Le chef Robin Anthony, le cerveau derrière Omakase Experience, aide à combler les lacunes de la scène gastronomique croissante de la ville
Le chef Robin et l’Omakase chez Prime Fish. Photo de Peter Taylor

Il y a deux ans, J’ai entendu dire qu’un conseiller certifié en matière de saké prévoyait d’ouvrir un restaurant de sushis à Ballantyne. Je n’étais pas sûr de ce qu’était un conseiller certifié en matière de saké ou de ce que l’on faisait, mais je n’en connaissais aucun autre à Charlotte. C’était quelqu’un que je voulais rencontrer.

Je suis allé à Prime Fish et j’ai regardé le chef Robin Anthony associer la boisson au riz japonais avec des sushis comme un sommelier associe le vin au fromage. Ses sushis sont de style Edomae, ce que vous auriez à Tokyo, pas les rouleaux trop sauces et souvent frits que nous mangeons en Amérique. C’est ainsi que les sushis sont censés goûter. « Vous savez que votre nigiri a été coupé parfaitement lorsqu’il tient dans votre bouche en une seule bouchée », m’a-t-il dit par l’intermédiaire de son interprète. « Cela signifie que vous avez la bonne quantité de riz avec la bonne coupe de poisson. »

C’était quelqu’un qui voulait élargir le palais des Charlotteans. Notre ville a besoin de plus de gens comme lui, avec un œil sur ce que nous n’avons pas et pourrions (ou ne pourrions pas) aimer, au lieu de chefs qui voient ce qui fonctionne et essaient de le reproduire. Ce n’est pas ainsi que les scènes culinaires évoluent.
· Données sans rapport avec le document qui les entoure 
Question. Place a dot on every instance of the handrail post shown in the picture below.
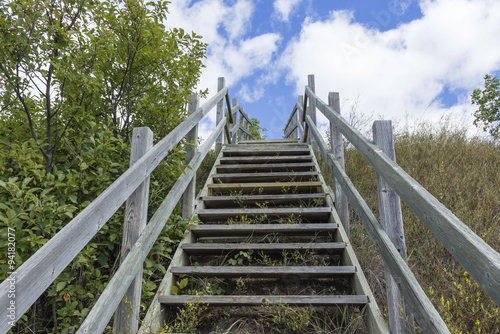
(337, 147)
(299, 118)
(312, 102)
(235, 119)
(192, 136)
(221, 83)
(136, 214)
(391, 218)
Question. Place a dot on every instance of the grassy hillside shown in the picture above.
(464, 174)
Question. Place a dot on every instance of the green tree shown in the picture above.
(257, 130)
(488, 101)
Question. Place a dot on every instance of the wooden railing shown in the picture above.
(480, 260)
(34, 276)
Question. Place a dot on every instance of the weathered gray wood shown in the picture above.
(480, 260)
(265, 159)
(264, 177)
(33, 277)
(268, 248)
(221, 83)
(102, 311)
(254, 229)
(253, 152)
(305, 213)
(155, 316)
(297, 272)
(337, 146)
(191, 139)
(391, 218)
(271, 200)
(427, 316)
(292, 167)
(136, 215)
(266, 188)
(259, 300)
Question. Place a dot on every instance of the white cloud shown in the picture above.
(402, 70)
(283, 8)
(230, 54)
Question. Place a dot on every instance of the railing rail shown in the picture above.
(34, 276)
(480, 260)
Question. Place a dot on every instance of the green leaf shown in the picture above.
(60, 286)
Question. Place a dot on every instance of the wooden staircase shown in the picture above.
(269, 234)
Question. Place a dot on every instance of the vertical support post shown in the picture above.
(391, 218)
(337, 146)
(192, 136)
(299, 117)
(136, 214)
(312, 102)
(235, 119)
(221, 83)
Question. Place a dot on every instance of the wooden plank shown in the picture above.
(319, 213)
(33, 278)
(266, 159)
(102, 311)
(266, 152)
(480, 260)
(337, 145)
(279, 167)
(259, 229)
(136, 217)
(391, 218)
(264, 177)
(427, 316)
(270, 248)
(155, 316)
(266, 188)
(332, 300)
(300, 272)
(231, 201)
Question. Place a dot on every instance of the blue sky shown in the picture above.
(408, 60)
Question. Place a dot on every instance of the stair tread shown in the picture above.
(264, 159)
(302, 272)
(251, 151)
(227, 201)
(239, 177)
(218, 248)
(238, 229)
(271, 187)
(244, 300)
(272, 166)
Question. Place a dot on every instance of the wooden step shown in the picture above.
(269, 141)
(265, 188)
(309, 214)
(268, 248)
(251, 200)
(260, 229)
(266, 152)
(266, 159)
(281, 167)
(259, 300)
(264, 177)
(301, 272)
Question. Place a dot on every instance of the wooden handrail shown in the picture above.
(103, 310)
(35, 275)
(480, 260)
(427, 316)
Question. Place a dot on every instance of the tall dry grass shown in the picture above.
(464, 174)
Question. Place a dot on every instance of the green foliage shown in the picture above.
(257, 130)
(75, 78)
(488, 101)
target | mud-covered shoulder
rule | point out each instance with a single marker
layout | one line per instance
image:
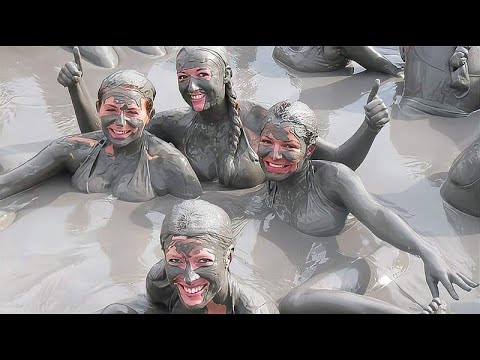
(333, 178)
(167, 124)
(161, 149)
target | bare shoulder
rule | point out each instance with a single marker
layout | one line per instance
(163, 150)
(170, 117)
(333, 175)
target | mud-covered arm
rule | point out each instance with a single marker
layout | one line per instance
(47, 163)
(371, 59)
(170, 168)
(347, 189)
(70, 76)
(353, 151)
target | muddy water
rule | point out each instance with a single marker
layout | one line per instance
(67, 252)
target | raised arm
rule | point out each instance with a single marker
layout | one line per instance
(346, 188)
(70, 76)
(371, 59)
(355, 149)
(47, 163)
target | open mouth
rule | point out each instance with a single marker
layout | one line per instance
(119, 134)
(197, 96)
(276, 167)
(192, 291)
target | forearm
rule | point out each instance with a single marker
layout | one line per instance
(392, 229)
(34, 171)
(353, 152)
(84, 109)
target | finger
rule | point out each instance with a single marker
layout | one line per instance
(455, 279)
(433, 286)
(372, 104)
(72, 68)
(78, 57)
(428, 309)
(374, 90)
(433, 305)
(382, 121)
(467, 280)
(448, 285)
(438, 301)
(376, 107)
(62, 79)
(381, 115)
C’est comme ça qu’ils stagnent.

Un an après avoir reçu le tuyau sur Prime Fish, le chef Robin a apporté Omakase Experience à Providence Park. Le prix de 300 $ par personne semblait excessif, mais une fois que j’ai vu les ingrédients, les compétences en matière de couteau et la précision nécessaires pour préparer ce repas de 16 plats, cela avait du sens. Lors de son ouverture en juin 2022, sa liste d’attente comptait déjà 400 personnes.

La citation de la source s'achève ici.